Not so Gravity. In the film, the community is merely implied. NASA's Ground Control is a disembodied voice (played, in a brilliant nod to SpaceFlicks of yore, by Ed Harris). At one point, inside a space shuttle, a Marvin the Martian doll floats by. The people of Earth are silent and terrifyingly distant. Stone weeps—and, then, fights—for a daughter who has died. In Gravity, humans aren't just part of humanity; they're also haunted by it.
But humanity itself is also, in many ways, the film's ultimate protagonist. You are also, in many ways, the film's ultimate protagonist. While "Gravity is not a film of ideas," David Denby put it in his New Yorker review, what it is instead is "an overwhelming physical experience—a challenge to the senses that engages every kind of dread." It forces empathy onto you, you little human, violently and brilliantly. It puts the intimacy of space exploration right there in front of you, viscerally. It is, as Orr noted, enormous and tiny at the same time. It is, A.O. Scott put it in his New York Times review, "less a science-fiction spectacle than a Jack London tale in orbit." Man versus nature, only the "man" here is a woman, and the nature is terrifyingly and tantalizingly unnatural.
And all this makes Gravity a movie that is very much of 2013. This year has seen the launch of NASA's Mars 2020 project, and of the MarsOne program, and of the Mars Initiative, and of Inspiration Mars—all programs designed, in one way or another, to send humans to explore and eventually inhabit our nearest planet. This is the year that has seen "space travel" evolve into another, more profound concept: space colonization. It is the year that has seen widely respected futurists like Elon Musk making claims like, "Either we spread Earth to other planets, or we risk going extinct."
The matter is not simply, as Scott argued, that "after more than 50 years, space travel has lost some of its luster, and movies are partly to blame for our jadedness." It's that, culturally, we're occupying new space when it comes to space itself: We're thinking less in terms of exploring the final frontier, and more in terms of inhabiting it. We're ready for space to become more than a setting. We're ready for it to become an environment.

Gravity, in its ironic smallness, in its empathic humanness, intuits that shift. It is a space movie that is not really about space at all, but about the way that humans, soft and vulnerable, adapt to it. It is the story of the personalization of space, as enabled by technologies—of film and otherwise—that allow space to feel newly intimate and newly terrifying.

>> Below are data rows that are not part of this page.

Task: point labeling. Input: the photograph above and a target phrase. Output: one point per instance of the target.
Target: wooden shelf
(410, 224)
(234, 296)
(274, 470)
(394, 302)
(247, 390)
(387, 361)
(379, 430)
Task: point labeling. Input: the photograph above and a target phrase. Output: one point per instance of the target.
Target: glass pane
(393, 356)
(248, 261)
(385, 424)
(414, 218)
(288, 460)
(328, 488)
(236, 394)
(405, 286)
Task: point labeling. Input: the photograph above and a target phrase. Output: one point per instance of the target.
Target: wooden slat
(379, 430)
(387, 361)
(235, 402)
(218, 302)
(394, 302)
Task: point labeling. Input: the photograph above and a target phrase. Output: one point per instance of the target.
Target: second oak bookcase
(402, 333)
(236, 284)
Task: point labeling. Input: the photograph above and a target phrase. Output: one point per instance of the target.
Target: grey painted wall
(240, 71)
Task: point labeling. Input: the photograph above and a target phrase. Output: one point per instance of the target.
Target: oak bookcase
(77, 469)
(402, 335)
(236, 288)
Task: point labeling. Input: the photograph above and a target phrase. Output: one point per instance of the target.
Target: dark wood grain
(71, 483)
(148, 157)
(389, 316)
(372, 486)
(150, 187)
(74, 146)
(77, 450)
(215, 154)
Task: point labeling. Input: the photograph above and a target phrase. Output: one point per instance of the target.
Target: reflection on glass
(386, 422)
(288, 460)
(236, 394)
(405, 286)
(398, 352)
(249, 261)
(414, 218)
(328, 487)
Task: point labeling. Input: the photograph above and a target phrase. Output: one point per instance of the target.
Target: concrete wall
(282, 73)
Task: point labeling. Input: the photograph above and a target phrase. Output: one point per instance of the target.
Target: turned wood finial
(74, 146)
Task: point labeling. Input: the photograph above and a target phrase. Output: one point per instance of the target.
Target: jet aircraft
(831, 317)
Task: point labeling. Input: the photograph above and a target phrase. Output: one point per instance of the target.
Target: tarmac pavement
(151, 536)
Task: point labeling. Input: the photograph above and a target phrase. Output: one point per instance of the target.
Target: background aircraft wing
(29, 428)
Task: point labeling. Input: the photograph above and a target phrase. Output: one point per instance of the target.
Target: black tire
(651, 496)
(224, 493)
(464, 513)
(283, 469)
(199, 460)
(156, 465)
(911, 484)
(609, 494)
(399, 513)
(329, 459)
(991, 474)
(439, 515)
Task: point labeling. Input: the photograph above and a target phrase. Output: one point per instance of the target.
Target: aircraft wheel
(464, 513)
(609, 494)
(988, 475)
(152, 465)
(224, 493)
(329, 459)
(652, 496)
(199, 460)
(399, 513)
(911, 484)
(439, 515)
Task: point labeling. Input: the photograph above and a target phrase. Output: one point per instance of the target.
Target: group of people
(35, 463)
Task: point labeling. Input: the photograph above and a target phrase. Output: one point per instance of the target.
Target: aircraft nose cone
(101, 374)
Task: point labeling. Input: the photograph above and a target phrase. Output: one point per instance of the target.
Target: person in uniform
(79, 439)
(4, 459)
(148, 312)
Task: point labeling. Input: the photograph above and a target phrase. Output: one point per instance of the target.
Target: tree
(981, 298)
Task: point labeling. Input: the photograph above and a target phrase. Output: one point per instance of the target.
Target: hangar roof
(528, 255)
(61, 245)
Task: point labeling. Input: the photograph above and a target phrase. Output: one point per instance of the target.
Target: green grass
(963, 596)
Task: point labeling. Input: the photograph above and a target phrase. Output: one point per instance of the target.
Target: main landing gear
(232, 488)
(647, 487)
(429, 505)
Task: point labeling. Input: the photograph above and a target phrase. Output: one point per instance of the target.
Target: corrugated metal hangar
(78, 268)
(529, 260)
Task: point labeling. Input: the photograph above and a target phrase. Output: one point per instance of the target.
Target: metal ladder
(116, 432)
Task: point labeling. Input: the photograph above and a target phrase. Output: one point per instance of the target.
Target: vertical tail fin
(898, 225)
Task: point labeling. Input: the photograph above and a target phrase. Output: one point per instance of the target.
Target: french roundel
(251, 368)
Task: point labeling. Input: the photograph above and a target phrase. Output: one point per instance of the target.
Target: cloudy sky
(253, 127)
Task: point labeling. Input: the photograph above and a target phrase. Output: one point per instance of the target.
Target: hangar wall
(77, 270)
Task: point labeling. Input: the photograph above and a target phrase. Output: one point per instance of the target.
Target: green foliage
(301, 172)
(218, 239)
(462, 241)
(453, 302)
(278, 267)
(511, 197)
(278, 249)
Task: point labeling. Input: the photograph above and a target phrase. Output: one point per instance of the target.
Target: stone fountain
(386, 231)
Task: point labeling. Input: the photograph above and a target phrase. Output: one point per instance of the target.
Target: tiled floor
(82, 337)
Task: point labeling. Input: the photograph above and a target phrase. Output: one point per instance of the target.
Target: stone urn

The Internet theorist Clay Shirky argues that it's not until innovations get technologically boring that they start to become culturally interesting. New tools and new approaches need to become ubiquitous, he says—invisible, unremarkable—before they can be used in truly new and interesting ways. They need to become popularized before they can become humanized. We saw that happen with cars. We've seen it happen with the Internet. We may now be seeing something similar with space travel. Gravity's space is warm and cold, breathy and breathless, alien and intensely intimate. It is—it feels—real. It is a place where you find yourself eye-to-eye with a fellow-human floating outside of Earth, thinking, What would I do if I were you?